Interested? Check out this blog post and Learn more about the Colorado dashboard and financial sustainability metrics for water systems through the Environmental Finance Center’s free webinar on August 30 from 12-1 pm. Click here to learn more about the training and to Register now!
Woodka explored some of those differences between utilities’ rates in his Headwaters article:

Every system is unique, and every utility has some sort of rate structure that takes into account the cost to buy water, treat it, pump it and maintain the infrastructure that delivers potable water to consumers’ taps…

The American Water Works Association provides guidelines for utilities in setting water rates, but more depends on the boards that govern cities, utilities or water districts and the nature of water systems. A developed water system with few capital costs likely will be able to keep its rates on a steady plane, while growing communities have to develop strategies that avoid rate shock while paying the bills.

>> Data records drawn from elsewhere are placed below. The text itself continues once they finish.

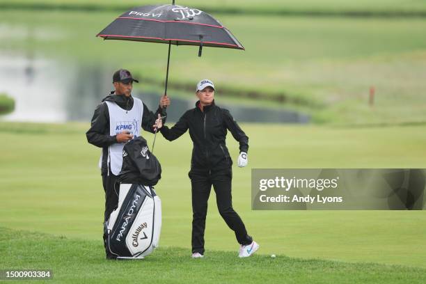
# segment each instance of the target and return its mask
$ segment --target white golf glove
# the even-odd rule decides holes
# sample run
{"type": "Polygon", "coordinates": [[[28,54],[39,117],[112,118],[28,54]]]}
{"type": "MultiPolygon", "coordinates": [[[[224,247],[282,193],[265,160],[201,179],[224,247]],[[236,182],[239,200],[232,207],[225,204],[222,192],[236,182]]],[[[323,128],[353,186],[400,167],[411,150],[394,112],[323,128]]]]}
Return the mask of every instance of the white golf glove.
{"type": "Polygon", "coordinates": [[[239,153],[239,156],[238,156],[238,166],[240,168],[243,168],[247,166],[247,163],[248,163],[247,153],[245,152],[242,152],[241,153],[239,153]]]}

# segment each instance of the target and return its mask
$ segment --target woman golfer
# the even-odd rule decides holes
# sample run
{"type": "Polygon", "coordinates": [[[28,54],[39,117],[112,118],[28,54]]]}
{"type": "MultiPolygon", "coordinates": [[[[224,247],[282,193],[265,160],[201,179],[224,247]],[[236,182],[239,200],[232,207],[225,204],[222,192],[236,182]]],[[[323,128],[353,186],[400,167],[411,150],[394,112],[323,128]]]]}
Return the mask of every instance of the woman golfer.
{"type": "MultiPolygon", "coordinates": [[[[205,216],[212,185],[216,192],[219,213],[235,232],[237,241],[241,244],[239,256],[250,256],[258,250],[259,245],[247,234],[244,223],[232,208],[232,161],[225,143],[227,129],[229,129],[239,142],[238,166],[243,167],[247,165],[248,137],[228,110],[214,104],[214,86],[210,80],[201,80],[197,84],[196,94],[199,100],[194,109],[185,112],[173,127],[163,126],[160,129],[164,138],[171,141],[189,129],[193,142],[189,173],[192,192],[192,257],[204,256],[205,216]]],[[[159,128],[161,126],[159,125],[159,128]]]]}

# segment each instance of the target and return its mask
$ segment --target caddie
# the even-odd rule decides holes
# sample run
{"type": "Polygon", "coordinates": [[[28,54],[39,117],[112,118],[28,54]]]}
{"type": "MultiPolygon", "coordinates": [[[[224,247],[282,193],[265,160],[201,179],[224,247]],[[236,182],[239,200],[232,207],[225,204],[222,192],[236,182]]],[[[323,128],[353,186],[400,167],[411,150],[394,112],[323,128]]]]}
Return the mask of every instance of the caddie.
{"type": "MultiPolygon", "coordinates": [[[[141,136],[141,128],[154,133],[159,118],[166,116],[166,108],[170,105],[168,97],[164,95],[158,109],[152,113],[142,100],[132,96],[133,82],[139,81],[128,70],[120,69],[114,72],[114,90],[96,107],[90,128],[86,133],[88,143],[102,148],[99,167],[105,191],[104,222],[118,206],[120,187],[116,183],[123,164],[125,143],[141,136]]],[[[105,239],[104,234],[104,245],[105,239]]],[[[106,250],[106,253],[107,259],[115,258],[106,250]]]]}

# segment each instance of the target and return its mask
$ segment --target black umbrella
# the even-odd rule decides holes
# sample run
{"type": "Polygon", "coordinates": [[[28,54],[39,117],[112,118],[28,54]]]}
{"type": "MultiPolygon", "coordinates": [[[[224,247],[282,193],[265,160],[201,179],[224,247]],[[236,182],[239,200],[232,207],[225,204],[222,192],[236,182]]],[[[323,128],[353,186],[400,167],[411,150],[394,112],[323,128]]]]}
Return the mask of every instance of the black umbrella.
{"type": "Polygon", "coordinates": [[[171,45],[244,49],[226,27],[198,9],[175,5],[136,7],[123,13],[97,36],[104,40],[134,40],[168,44],[164,94],[167,94],[171,45]]]}

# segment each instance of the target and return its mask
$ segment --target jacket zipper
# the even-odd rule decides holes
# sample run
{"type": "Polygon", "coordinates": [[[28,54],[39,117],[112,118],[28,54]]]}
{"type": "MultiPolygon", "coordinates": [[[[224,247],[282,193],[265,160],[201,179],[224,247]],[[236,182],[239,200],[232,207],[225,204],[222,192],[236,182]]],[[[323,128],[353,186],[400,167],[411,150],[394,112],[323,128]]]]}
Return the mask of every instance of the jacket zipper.
{"type": "Polygon", "coordinates": [[[204,114],[204,140],[206,139],[205,137],[205,118],[207,117],[207,113],[204,114]]]}
{"type": "MultiPolygon", "coordinates": [[[[205,134],[205,119],[206,119],[206,118],[207,118],[207,113],[204,113],[204,141],[205,141],[207,140],[207,136],[205,134]]],[[[207,150],[207,146],[205,148],[205,160],[206,160],[206,162],[208,164],[208,163],[209,163],[209,151],[207,150]]],[[[210,171],[209,171],[209,173],[210,173],[210,171]]]]}
{"type": "Polygon", "coordinates": [[[219,146],[221,147],[221,149],[222,149],[222,152],[223,152],[223,156],[225,156],[225,159],[228,160],[228,157],[226,157],[226,154],[225,154],[225,150],[223,150],[222,144],[219,144],[219,146]]]}

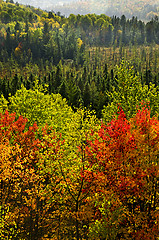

Costs for water might depend on source of supply and whether the water comes from a system owned and maintained by the utility or  purchased from another provider. If new, permanent water supplies must be acquired, the relative seniority and resulting dependability of the water rights also affects cost. In addition, some special districts rely more heavily on property taxes, particularly for capital improvements, which can offset the need for higher customer charges. But this diminishes flexibility—certain constitutional limits apply to property taxes but not service fees. Water bills may also include sewer and stormwater charges.

Beyond those factors, a growing community might require new users to foot the bills. “In simple terms, you’ve built it before they come,” says Rick Giardina of Red Oak Consulting, which assists hundreds of wa-ter utilities across the country with setting rates and other operational issues. Utilities build the cost of new service into one-time, up-front tap fees—virtually invisible charges included in the price of a new home or business. If those fees are set too low, existing customers could wind up footing a larger bill than necessary.

Social considerations also come into play when structuring rates. Some utilities might subsidize a minimum level of consumption to keep the price affordable for those least able to pay. Such an “essential use allowance” is typically based on the amount of water an average household would use for indoor use only. Similarly, a utility could delegate a portion of its revenue toward a payment assistance program.

A community might also use rates to attract large commercial users, charging them lower rates while asking residential customers to make up the difference; the benefit could be realized through economic development and an increase in the local tax base.

The rate structure could also be used to promote other social goals such as lowimpact development or green infrastructure that conserves water, says Giardina. “In the work we do, the first question we’re asked is ‘How do we compare with others?’ But without peeling back the layers of the onion, there are so many variables.”